Dramatically, Schrödinger's theory, suitably reinterpreted by Heisenberg, became the central one used everyday by scientists. Its coverage is breathtaking, from atomic physics to molecular chemistry and superconductivity. But right to the end Schrodinger preferred not to deal with ambiguity and some of his concerns are still unanswered. Richard Feynman put it well. "I think I can safely say that nobody understands quantum mechanics."
• The Molina-Rowland chemical equations and the ozone layer
Aisling Irwin, science writer
We commonly seek beauty among the great equations of mathematics and physics. But it is three lines of chemistry whose beauty and austerity appeal to me.

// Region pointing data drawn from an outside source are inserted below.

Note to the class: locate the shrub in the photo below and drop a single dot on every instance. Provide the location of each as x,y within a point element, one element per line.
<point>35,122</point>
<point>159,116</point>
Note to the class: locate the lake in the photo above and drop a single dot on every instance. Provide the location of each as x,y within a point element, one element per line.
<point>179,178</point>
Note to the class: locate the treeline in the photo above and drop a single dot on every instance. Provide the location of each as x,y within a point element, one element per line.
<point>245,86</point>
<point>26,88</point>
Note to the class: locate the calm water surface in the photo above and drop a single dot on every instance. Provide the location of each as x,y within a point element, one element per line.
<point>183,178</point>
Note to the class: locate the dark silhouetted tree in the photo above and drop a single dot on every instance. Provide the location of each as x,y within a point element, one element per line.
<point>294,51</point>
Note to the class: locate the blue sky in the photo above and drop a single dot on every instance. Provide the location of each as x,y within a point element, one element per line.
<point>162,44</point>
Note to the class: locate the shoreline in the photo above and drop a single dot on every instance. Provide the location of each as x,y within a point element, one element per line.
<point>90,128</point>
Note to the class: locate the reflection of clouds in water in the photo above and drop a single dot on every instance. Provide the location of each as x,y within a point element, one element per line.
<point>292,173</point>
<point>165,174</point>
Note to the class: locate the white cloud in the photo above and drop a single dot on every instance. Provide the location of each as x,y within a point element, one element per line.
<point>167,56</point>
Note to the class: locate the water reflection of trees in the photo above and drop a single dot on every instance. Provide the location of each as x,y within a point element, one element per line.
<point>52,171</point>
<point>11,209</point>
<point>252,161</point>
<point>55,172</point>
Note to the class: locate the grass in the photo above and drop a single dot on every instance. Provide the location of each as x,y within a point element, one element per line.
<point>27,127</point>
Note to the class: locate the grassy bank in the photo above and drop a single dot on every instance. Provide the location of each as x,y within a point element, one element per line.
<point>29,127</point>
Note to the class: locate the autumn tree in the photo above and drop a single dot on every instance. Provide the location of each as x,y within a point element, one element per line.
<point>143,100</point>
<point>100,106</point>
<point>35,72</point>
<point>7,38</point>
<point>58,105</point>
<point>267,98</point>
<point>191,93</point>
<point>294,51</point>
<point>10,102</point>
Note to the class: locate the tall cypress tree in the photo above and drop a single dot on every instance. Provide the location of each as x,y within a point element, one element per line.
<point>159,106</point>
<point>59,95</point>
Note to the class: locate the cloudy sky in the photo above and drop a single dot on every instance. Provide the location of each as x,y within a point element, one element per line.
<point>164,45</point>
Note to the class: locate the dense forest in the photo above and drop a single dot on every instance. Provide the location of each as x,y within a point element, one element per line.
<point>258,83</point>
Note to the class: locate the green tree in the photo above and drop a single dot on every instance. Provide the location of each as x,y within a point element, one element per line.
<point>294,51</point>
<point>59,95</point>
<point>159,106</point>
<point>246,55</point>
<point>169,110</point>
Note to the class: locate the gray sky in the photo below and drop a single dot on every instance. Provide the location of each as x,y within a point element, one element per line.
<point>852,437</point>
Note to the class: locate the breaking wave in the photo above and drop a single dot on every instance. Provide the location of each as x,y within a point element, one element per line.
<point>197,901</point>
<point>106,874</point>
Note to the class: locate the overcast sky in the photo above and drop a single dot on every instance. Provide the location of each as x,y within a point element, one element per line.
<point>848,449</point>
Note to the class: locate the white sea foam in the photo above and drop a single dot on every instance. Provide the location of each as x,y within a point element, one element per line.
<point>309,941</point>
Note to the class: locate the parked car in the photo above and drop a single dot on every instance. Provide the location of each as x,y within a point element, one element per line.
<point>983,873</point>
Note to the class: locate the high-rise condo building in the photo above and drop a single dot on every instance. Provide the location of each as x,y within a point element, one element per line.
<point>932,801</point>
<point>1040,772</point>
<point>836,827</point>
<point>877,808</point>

The language of chemistry has been honed to depict the essential elements and certainties that lie behind the myriad manifestations of everyday matter. The Molina-Rowland equations use the economy of chemical symbolism to depict one small but potent cycle of events occurring far above us in the stratosphere. The equations'
simplicity betrays nothing of their origins. The events they represent happen among a fug of others - a camouflage of thousands of substances that waft at the whim of changing temperatures, rising and falling pressures, and a host of other rhythms.
Within those seething interactions, Mario Molina and Sherry Rowland found, in 1974, one sequence of reactions of concern to humanity: the destruction of the ozone layer by chlorofluorocarbons. Their work was like sculpture as they chipped away at a mass of irrelevant matter to reveal the simplicity below.
The result was a message of beauty: simple and powerful enough to mobilise nations against the menace of ozone destruction, although no one was to witness it for another decade.